Soit l'expert estime que le prévenu est dans l'incapacité physique et/ou psychique de conduire un véhicule. Dans ce cas, le Tribunal de Police ordonnera vraisemblablement la déchéance du droit de conduire. Cette mesure se pousuivra de manière indéterminée dans le temps tant que le prévenu ne démontrera pas qu'il a retrouvé sa capacité. C'est précisément cette possibilité de retrouver ultérieurement son droit à la conduite qui pourra permettre à la personne déchue de tout mettre en oeuvre pour aboutir favorablement. Ce sont souvent les démarches thérapeutiques déjà entreprises lors de l'expertise et poursuivies au-delà qui permettront au condamné de démontrer sa capacité retrouvée.
En pratique, le condamné devra attendre un délai de minimum 6 mois pour tenter de démontrer qu'il est guéri. Et, s'il n'y arrive pas du premier coup, il devra patienter minimum 6 mois entre chaque tentative. Il va de soi que, pour être pris au sérieux par le Tribunal, il est déconseillé d'introduire trop rapidement sa demande de révision.
En conclusion
S'il est exact que certains Parquets (je pense notamment à celui de Liège) requièrent l'application de l'article 42, beaucoup d'autres Parquets préfèrent requérir l'application des sanctions pénales classiques.
D'après moi, tous les Parquets du Royaume devraient, dans leur ensemble, solliciter plus souvent l'application de l'article 42.

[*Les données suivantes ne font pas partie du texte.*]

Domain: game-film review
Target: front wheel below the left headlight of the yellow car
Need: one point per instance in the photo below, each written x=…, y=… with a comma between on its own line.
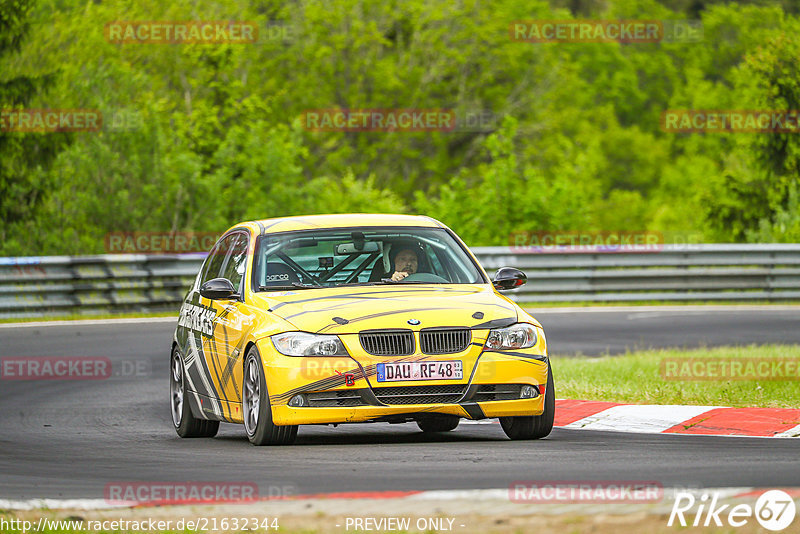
x=256, y=410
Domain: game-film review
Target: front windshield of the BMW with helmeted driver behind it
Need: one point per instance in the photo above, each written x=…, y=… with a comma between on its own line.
x=363, y=256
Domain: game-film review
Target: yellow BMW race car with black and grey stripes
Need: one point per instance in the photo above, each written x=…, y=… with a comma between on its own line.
x=332, y=319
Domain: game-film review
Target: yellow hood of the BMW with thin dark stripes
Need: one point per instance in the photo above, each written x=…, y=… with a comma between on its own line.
x=349, y=310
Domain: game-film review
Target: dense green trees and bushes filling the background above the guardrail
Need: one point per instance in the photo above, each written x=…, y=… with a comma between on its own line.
x=201, y=136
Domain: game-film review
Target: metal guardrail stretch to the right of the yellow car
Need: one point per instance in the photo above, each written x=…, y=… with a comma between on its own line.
x=673, y=273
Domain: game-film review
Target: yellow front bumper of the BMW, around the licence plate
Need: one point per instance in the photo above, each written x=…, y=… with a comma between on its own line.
x=288, y=376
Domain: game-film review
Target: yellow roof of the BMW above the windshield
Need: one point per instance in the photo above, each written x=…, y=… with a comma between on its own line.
x=339, y=220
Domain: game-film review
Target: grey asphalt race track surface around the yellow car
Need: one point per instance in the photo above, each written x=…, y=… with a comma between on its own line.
x=68, y=439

Il y va de l'intérêt du prévenu et, surtout, de notre sécurité routière.
D'après moi toujours, il serait souhaitable que les Parquets identifient rapidement les prévenus susceptibles d'être concernés par l'application de l'article 42 et veillent à les faire comparaître devant le Tribunal dans les meilleurs délais.
En effet, l'article 42 est quasiment le seul outil de l'arsenal législatif qui permet d'entamer un potentiel processus de guérison et, en cas d'échec, d'écarter de nos routes le condamné jusqu'à sa future éventuelle guérison.
L'accident mettant en cause Pierre Palmade a encore rappelé l'importance et l'urgence de mettre en oeuvre les moyens disponibles pour veiller à une meilleure sécurité routière.